Deckers Outdoor Corp. is launching its Ugg brand in 200 Macy’s Inc. stores, a move that Susquehanna Financial Group analysts call “dangerous.”

The promotional environment at Macy’s gives analysts cause for concern. And Susquehanna says their checks indicate that higher-end Ugg wholesale accounts are being cautious with Ugg because of wide distribution.

“History has taught us that Macy’s has and will promote heavily in order to drive sales while demanding markdown money,” the Friday note said.

Companies like Coach Inc. US:COH and Ralph Lauren Corp. RL, +0.51% have been pulling back from department stores in an effort to keep promotions at a minimum.
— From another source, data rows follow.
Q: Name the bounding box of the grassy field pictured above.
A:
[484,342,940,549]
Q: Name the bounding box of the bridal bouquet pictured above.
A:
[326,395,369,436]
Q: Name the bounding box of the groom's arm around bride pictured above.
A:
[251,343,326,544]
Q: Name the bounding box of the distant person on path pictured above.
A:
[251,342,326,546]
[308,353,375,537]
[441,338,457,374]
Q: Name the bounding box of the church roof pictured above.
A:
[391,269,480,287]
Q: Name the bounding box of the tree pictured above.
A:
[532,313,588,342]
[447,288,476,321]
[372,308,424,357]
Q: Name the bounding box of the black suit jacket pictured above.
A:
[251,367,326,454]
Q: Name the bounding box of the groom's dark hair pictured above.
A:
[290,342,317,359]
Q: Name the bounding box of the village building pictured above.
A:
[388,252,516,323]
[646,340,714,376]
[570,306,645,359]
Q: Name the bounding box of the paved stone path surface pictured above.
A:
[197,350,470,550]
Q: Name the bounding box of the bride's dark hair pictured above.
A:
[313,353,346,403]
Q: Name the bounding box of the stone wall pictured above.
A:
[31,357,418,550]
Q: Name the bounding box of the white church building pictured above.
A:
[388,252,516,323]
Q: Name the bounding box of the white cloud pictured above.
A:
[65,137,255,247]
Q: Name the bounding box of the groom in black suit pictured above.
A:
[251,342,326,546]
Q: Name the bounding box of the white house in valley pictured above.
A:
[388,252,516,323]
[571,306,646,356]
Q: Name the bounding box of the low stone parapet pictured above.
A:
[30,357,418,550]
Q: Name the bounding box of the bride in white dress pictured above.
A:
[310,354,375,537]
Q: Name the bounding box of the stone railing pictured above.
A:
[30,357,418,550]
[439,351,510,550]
The initial Ugg launch began in the fall with Macy’s M, +0.23% flagship Herald Square store, according to Deckers DECK, +2.06% Chief Executive Dave Powers, and was accompanied by a 35-store test. Now the brand is heading into hundreds of new stores, an expansion that will continue into the fall.

“We want to optimize the business in those stores and make sure we have a robust presentation across all genders and all seasons,” said Powers.
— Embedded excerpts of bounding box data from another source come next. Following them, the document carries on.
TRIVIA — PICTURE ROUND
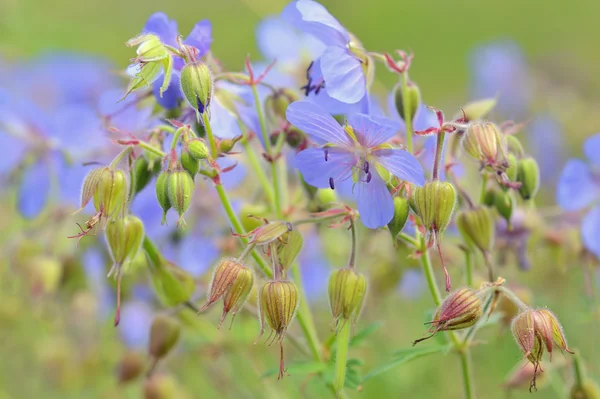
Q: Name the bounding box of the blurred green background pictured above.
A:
[0,0,600,399]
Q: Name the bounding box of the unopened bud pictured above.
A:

Based on the company’s fourth-quarter results, Susquehanna believes “Deckers stock will have its day in Friday trading, but the risk that Deckers will miss future targets is high.”
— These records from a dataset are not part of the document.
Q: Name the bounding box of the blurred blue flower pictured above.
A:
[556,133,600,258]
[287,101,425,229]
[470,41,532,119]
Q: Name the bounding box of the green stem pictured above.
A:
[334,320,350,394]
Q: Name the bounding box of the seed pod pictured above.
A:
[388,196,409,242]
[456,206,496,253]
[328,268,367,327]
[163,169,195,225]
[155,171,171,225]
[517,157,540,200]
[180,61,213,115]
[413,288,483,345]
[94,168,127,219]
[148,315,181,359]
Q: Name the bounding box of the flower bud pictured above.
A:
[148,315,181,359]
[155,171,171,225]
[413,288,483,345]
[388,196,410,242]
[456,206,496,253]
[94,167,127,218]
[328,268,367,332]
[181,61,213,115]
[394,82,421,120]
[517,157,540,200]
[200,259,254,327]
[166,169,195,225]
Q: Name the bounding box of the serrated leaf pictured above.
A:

Deckers shares closed up 18.8% on Friday.

Deckers reported a fourth-quarter loss of 49 cents per share versus a loss of 73 cents per share last year. Adjusted earnings were 11 cents per share, ahead of the FactSet consensus for a six-cent loss. Sales were $369.5 million, down from $378.6 million, but also ahead of the $358.0 million FactSet consensus. Direct-to-consumer same-store sales were flat. Ugg sales were down 1.1% to $243.0 million for the quarter.

Susquehanna also has concerns about Deckers’ guidance for sales of about $2.0 billion by 2020. Sales for full-year fiscal 2017 ending March 31 were $1.79 billion, down from $1.88 billion the prior year.

“No doubt $100 million in cost savings flowing to the earnings before interest and taxes line by fiscal year 2020 is impressive and closing 30-to-40 stores appears to be constructive,” the analyst’s note said. “However, Deckers still needs to rationalize distribution and inventory in order to restore the health of the Ugg brand.”

Susquehanna rates Deckers shares neutral with a $60 price target.

Deckers announced at the end of April that it’s exploring strategic alternatives, including the sale of the company, which Wedbush analysts say limits the visibility on the company’s full-year 2018 guidance.

Deckers forecast for sales to decline in the range of down 2% to flat and adjusted EPS in the range of $3.95 to $4.15. The full-year FactSet EPS consensus is $4.01.

Wedbush analysts say the feasibility of this outlook won’t be known until later in the year.

“[W]e caution that earnings are highly sensitive to fall/winter weather, therefore we believe visibility on guidance’s achievability is limited until we get closer to the holiday selling season,” the note said.

Wedbush rates Deckers shares neutral with a $61 price target, up from $57.

Meanwhile, Canaccord Genuity analysts are bullish about the 2020 outlook.

“Importantly, it appears that there are multiple ways for the company to achieve this earnings before interest and taxes target [of $260.0 million], so should sales fall short of the $2 billion there are backstops in the selling, general, and administrative expenses that can make up the difference,” analyst Camilo Lyon wrote in a Friday note.

Canaccord rates Deckers shares buy with a $76 price target, up from $69.

Deckers shares are up 36.5% for the past year while the S&P 500 index SPX, +0.14%is up 15.6% for the period.